Aslıhan,odasından çıktı.Sarayın altın kaplamalı koridorlarından yürürken kalbini bir korku kapladı.Kötü bir şey olacakmış gibi hissediyordu.

Sonra,Kral Yahya'nın odasına geldi.Kapıyı çalmasına gerek kalmadan muhafızlar tarafında kapı açıldı.Kral Yahya,zümrüt yeşili tahtında oturmuş,bacaklarını açmış Aslıhan'a bakıyordu.Yanında Başvezir Mehmet Ali Paşa vardı.

"Majesteleri beni emretmiş." dedi Aslıhan.
" Evet emrettim.Aslıhan,sana ne kadar güvendiğimi biliyorsun değil mi?" dedi Harşit İmparatoru Yahya.

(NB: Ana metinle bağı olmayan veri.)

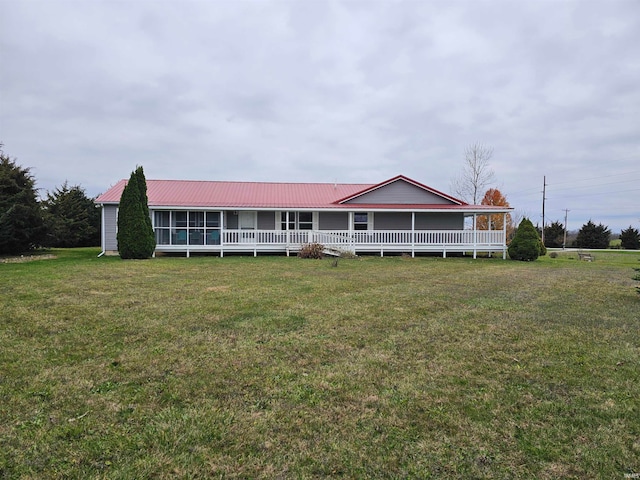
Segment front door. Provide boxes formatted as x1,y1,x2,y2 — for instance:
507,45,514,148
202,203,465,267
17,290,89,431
238,212,258,243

Aslıhan,bir şey diyemedi.Sonuçta karşısında ki kraldı.Evet biliyorum dese ukela damgası yar,bilmiyorum dese krala karşı gelen isyancı damgası yerdi.Bundan dolayı susmayı tercih etti,Aslıhan.

"Ben Harşit İmparatoruyum.Bugün aldığım bir kararla bir ilke imza atacağım.Tarih benim ismimi altın harflerle yazacak." dedi Kral Yahya.

Kral Yahya,şişman göbekli beyaz tenli biriydi.Yaşı altmışa varmış,yaklaşık yirmi yılı aşan bir saltanatı vardı.Harşit'in en parlak dönemlerinden biri kuşkusuz Yahya tarafından yaşatılıyordu.